Even if there is enough room on the road there is still the problem of parking. Parking spaces are already in short supply in many American cities including Denver and Los Angeles. Since urban and suburban land is getting more expensive more and more parking lots are being redeveloped into housing or retail space which makes the situation worse.
One result of this might be severe limitations or high costs of parking in many cities. Many people will end up having to park miles from their destination and take a bus, a cab or a train to where they are going. Our future might not be flying cars but crowded park and rides.
Naturally in such a situation many people will stop driving all together or drive only occasionally. Alternatives like mass transit, short term car rentals, car sharing and cabs will become more popular. Some news outlets have already noted a trend of fewer younger people driving. I have a feeling that’s a trend that will continue even if the Republican Party doesn’t want to see it.
Then there’s the size of vehicles if the cost of driving becomes incredibly low (it’ll never be free, “free energy” is wishful thinking) the size of vehicles will increase perhaps to idiotic proportions. One correspondent I’ve dealt with has dreams of everybody driving a “pimped out motor home” to work. There are some obvious reasons why that wouldn’t work.
There wouldn’t be enough room on the road for all of those behemoths nor would there be enough parking. Anybody that’s ever followed a motor home up a winding Colorado highway knows how such monstrous vehicles congest traffic. At some point the number of such pimped out goliaths on the road will have to be curtailed.
One likely scenario is that such vehicles would simply be banned. After all why should a small percentage of the population be allowed to block the public highways that everybody else is paying for with their taxes? Unlike trucks; which are needed to haul the goods that make our economy move, motorhomes serve no public purpose. What happens when the trucks hauling the food to the stores can’t get through because the roads are blocked by morons driving oversized palaces on wheels? The trucking industry might take the lead in trying to get motorhomes or private vehicles over a certain size banned at some point.

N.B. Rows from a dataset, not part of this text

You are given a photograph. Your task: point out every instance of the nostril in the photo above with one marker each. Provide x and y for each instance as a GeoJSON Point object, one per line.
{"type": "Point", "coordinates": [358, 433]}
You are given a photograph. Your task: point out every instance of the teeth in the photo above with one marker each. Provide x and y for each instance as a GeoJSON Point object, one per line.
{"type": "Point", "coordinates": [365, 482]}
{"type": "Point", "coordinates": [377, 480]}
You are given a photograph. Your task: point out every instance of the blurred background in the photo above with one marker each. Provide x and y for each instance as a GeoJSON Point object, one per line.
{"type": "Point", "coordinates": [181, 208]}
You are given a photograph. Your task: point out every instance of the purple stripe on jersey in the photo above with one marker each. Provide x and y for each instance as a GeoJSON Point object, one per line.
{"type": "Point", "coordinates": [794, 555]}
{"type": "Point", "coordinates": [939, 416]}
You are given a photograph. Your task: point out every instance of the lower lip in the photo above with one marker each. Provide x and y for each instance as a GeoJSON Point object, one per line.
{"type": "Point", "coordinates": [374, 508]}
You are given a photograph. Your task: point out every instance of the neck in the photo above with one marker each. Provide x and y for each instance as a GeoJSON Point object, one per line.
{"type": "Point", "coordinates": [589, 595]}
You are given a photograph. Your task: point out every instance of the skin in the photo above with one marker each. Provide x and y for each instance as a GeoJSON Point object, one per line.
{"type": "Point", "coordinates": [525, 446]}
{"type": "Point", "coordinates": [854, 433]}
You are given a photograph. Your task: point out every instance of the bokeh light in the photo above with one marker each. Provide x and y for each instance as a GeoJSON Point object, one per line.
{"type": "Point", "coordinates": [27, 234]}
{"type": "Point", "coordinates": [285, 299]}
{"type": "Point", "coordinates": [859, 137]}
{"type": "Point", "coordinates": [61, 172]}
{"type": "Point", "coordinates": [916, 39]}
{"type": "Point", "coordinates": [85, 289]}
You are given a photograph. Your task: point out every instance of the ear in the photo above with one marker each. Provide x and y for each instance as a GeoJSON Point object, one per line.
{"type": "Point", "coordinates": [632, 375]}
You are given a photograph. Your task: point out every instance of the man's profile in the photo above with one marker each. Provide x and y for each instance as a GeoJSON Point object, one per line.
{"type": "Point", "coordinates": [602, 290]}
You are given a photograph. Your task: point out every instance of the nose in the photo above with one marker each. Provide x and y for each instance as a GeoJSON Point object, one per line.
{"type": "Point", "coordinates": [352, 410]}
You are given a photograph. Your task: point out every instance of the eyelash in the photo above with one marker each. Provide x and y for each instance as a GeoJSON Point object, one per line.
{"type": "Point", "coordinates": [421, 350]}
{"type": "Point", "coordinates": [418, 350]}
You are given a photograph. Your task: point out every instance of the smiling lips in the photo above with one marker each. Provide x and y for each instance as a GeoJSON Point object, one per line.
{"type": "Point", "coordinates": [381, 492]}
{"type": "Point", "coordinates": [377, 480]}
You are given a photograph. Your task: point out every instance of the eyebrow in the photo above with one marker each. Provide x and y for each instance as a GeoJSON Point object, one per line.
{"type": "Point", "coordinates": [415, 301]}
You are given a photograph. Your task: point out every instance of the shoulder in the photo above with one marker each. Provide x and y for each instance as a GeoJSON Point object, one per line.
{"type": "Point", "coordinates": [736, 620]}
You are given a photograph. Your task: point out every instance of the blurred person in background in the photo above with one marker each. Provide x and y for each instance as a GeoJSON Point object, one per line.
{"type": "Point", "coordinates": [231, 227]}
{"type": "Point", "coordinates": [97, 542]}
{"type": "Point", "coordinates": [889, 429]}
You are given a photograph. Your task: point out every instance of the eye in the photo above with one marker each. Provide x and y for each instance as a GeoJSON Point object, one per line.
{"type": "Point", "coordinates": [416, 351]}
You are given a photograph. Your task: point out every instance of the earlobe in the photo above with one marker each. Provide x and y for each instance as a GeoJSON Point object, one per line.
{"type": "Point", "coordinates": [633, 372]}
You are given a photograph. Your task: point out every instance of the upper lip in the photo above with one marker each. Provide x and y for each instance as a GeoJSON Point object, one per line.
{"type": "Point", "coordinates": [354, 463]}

Beyond that nightmare there’s another one that the free energy fantasists don’t like to consider: building and maintaining roads costs money. In the United States, highways are paid for with fuel taxes. Most American governments aren’t able to properly maintain the roads with today’s fuel taxes. If taxes fall drastically and traffic increases dramatically because of LENR other answers will have to be found.
The most obvious solution would be some sort of electronic toll system which would charge drivers every time they used the road. Such a system would be a lot fairer than today’s gasoline tax because it would only charge those that actually used the road. It would also be more practical because it would be a lot harder for politicians to divert the toll money for their pet projects. In many American states gasoline taxes are spent on everything but the highways. Yet it would not be popular because a large percentage of the population buys into the myth that highways are free.
The LENR highway will be cheaper but it probably won’t be that much fun. It’ll be more crowded, more expensive and probably gridlocked. Perhaps LENR enthusiasts should look to more practical answers such as high speed trains or Maglev to meet our transportation needs.